Changing anything about the film, at this stage, put the very essence of the film at risk.
Here’s Our Problem: We Don’t Have It
The team was in post in Los Angeles. As far as they saw it, four ideas of what to do: recut with different takes, edit out swearing lines or scenes, standard ADR, or reshoot.
Trawling back through the rushes, the editor looked at many different takes and performances. But the performances just didn’t have the same edge in other takes. And losing those moments altogether wouldn’t work, either; the sequencing, the editing and the performances were not holding together.
“They just didn't match up, not even closely, and in a way that either we had to cut the entire joke and beat or, it was really going to be less humorous, less organic,” says Jason. “The director had a creative vision. He liked certain performances. He wanted comedy in there, and those existed in the takes that he had picked that had the R-rated language in them.”
Nor was standard ADR an option. “We didn't want to jam ‘frick’, for instance, inside of a closeup of a mouth,” he says. “There's things you can do with ADR that can mask. There's things you can do with sound that can mask. But when you have lines on camera and close up, you are incredibly tied to what your solutions are.”
With the actors already scattered across other projects and countries, reshooting was out of the question. “The cost prohibitive aspect of that was too much and, let alone the logistics of it,” Jason says. The team was doing post in LA. The actors were on comedy tours, on the east coast, or, in one case, in Australia.
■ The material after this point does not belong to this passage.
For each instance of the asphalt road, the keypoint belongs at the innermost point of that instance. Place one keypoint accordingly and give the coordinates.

“None of the traditional options were really options for us,” Jason says “or at least ones that sort of, satisfied both parties, right?”
We Need To Fix These Five Lines
When the post team suggested using Flawless, Jason was immediately open to the idea, having seen our work on Fall, where 36 ‘f-bombs’ were removed. With the technology having continued to advance since that film, work began to create the necessary censorship edits.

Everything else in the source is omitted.